272 stars 47 forks source link

Merge FASTQs of same sample before TRUST4 #246

Closed wvictor14 closed 8 months ago

wvictor14 commented 8 months ago

Hi, thank you for the wonderful package, I expect it to be highly useful for my project. I am using TRUST4 to analyse a public 10x 5' scRNAseq dataset, which has data on SRA.

Each experimental sample (SRA experiment) has multiple SRA runs. For example, there are 4 runs for this SRA experiment:

Each run has two FASTQs R1 (barcode + umi) and R2

I am wondering for calling TCRs, if you would suggest to merge runs, so all R1 together, and all R2 together for a given experiment.

Before running trust4, or is it OK to run trust4 on each run individually?

I was thinking that if there are reads for the same barcode/cell across different runs, then it would make sense to merge them first, so that they can get assembled.

mourisl commented 8 months ago

You don't need to manually merge them. You can use a space-separated list for the -1 -2/-u/--barcode options.

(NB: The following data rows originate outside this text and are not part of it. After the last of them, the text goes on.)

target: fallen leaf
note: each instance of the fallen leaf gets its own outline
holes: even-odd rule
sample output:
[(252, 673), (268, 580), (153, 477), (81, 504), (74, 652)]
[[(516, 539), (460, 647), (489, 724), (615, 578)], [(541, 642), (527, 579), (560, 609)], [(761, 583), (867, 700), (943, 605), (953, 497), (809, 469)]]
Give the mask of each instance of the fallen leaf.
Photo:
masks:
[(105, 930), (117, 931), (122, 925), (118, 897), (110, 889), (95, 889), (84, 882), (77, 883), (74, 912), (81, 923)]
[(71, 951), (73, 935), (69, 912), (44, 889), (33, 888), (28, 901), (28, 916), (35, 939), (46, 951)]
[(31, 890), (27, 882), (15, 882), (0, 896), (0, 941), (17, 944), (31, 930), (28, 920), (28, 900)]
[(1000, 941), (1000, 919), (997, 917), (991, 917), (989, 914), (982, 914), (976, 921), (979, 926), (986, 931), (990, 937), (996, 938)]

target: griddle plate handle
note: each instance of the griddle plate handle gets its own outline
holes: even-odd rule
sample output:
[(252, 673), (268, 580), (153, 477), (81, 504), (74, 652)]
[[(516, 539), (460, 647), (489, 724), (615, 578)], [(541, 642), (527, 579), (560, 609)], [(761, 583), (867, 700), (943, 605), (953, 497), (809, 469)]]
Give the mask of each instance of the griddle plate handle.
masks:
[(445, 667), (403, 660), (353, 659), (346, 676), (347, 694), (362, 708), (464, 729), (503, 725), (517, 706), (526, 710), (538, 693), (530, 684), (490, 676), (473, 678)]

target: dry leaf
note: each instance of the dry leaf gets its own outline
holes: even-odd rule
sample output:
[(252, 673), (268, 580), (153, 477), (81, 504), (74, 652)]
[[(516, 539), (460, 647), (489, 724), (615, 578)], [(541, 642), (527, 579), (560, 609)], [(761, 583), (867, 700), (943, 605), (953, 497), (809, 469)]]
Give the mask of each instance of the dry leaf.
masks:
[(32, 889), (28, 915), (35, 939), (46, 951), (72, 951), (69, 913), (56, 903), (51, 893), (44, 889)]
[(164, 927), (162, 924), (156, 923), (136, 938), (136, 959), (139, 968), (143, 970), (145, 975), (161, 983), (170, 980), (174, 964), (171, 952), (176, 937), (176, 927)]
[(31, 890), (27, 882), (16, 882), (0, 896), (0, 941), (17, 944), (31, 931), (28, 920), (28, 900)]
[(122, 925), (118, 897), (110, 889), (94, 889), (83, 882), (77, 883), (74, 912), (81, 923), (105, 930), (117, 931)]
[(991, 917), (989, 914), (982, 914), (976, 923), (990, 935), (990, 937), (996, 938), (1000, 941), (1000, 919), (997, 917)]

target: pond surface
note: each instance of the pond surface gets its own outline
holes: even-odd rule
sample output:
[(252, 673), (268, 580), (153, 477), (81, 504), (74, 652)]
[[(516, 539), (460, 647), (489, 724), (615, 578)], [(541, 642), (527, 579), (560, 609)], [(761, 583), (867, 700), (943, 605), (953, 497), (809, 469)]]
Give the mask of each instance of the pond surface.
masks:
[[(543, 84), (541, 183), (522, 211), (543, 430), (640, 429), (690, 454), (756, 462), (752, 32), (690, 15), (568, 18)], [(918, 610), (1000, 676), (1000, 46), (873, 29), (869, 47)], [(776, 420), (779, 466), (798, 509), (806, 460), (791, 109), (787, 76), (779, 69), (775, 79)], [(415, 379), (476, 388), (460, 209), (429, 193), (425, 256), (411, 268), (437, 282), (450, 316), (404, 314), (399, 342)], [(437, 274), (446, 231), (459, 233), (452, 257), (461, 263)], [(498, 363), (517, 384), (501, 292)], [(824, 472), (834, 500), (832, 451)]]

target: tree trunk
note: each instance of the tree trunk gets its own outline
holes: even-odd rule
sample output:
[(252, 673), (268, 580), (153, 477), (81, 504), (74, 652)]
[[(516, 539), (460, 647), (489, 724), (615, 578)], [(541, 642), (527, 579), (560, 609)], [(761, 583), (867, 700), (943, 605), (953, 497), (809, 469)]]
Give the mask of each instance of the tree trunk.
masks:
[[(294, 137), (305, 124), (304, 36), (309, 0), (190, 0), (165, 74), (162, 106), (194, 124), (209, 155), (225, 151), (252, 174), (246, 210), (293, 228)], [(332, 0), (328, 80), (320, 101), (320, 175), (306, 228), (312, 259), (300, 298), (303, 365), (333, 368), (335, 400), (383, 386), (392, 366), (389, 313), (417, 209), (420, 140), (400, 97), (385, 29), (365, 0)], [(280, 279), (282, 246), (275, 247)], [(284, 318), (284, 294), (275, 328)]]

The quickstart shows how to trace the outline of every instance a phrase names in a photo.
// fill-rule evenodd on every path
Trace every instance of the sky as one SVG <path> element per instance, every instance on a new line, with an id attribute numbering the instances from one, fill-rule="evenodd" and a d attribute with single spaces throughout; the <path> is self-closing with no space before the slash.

wvictor14 commented 8 months ago

That's pretty convenient!

like this?

run-trust4 \
  --barcode A_fastq_1 B_fastq_1 \
  --readFormat bc:0:15 \
  -u A_fastq_2 B_fastq_2

mourisl commented 8 months ago

Right.

wvictor14 commented 8 months ago

Thank you for the prompt replies.

One last question, if I don't specify the umi range in barcode, does it automatically get decided as the remaining sequence after the barcode? in this case, 16:-1

I saw this recommended code in other issues, but just wanted to make sure.

mourisl commented 8 months ago

If you need the count in UMI, you shall also use --UMI to specify the UMI file (--UMI A_fastq_1 B_fastq_1), which are the same the barcode files in your case. You also need to add the um:16:-1 to the --readFormat option.

wvictor14 commented 8 months ago

Would you mind explaining in what cases would one want to have UMI specified? The example in the README for example does not specify umi field for 10x data. And this issue https://github.com/liulab-dfci/TRUST4/issues/217 concluded without having a umi specification in the solution.

mourisl commented 8 months ago

From my experience, if it is regular 5' scRNA-seq data, using UMI and read count to estimate each chains expression level yields very similar results. I think UMI is more crucial for amplified data, i.e. TCR-seq, V(D)J-seq, to reduce the PCR bias.

wvictor14 commented 8 months ago

I see, thank you for answering my questions, this has been very helpful!